Migration produces a representation of the earth’s reflectivity. With PGS LSM the imaging process is considered a least-squares problem, where the goal is to update the reflectivity, improving illumination and wavenumber content.
Image resolution is controlled by a number of factors including: acquisition parameters (source and acquisition geometry); earth properties (velocity and attenuation), and the migration algorithm. The influence of these factors can be reduced during acquisition and processing using: multisensor data; rich-azimuth acquisition geometries; accurate velocity models and compensation for attenuation.
Where the geological overburden is complex and the acquisition geometry leads to poor source and receiver surface coverage, both the illumination and wavenumber content of the migrated images can be suboptimal. This leads to uncertainty in interpretation and a lack of confidence in reservoir characterization. PGS LSM can solve this.

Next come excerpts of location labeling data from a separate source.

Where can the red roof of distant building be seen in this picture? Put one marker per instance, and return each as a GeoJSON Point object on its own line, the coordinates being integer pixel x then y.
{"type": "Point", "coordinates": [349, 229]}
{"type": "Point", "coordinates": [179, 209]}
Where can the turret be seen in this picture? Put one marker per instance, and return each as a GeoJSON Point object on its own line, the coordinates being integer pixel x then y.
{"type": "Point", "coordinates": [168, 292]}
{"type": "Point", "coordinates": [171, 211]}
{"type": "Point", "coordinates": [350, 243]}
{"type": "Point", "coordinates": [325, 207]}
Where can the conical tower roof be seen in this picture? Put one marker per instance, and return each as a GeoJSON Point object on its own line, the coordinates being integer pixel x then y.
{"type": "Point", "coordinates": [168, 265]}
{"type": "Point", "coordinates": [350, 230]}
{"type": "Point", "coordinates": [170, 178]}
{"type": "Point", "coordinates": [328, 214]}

Any PGS migration algorithm can be used for the initial migration, and the application can be performed in either the image or data domain. Optimal processing of the initial migration along with regularization for the inversion helps reduce the resource requirements.
Whilst a standard migration produces an image of the earth, PGS LSM resolves the inadequacies in the migration image, producing a final data set, which is a reflectivity estimation from the LSM process. Dealing with the challenges faced by standard migration reduces the uncertainty for reservoir characterization.
The best implementation of LSM will be selected by our imaging experts on a case-by-case basis.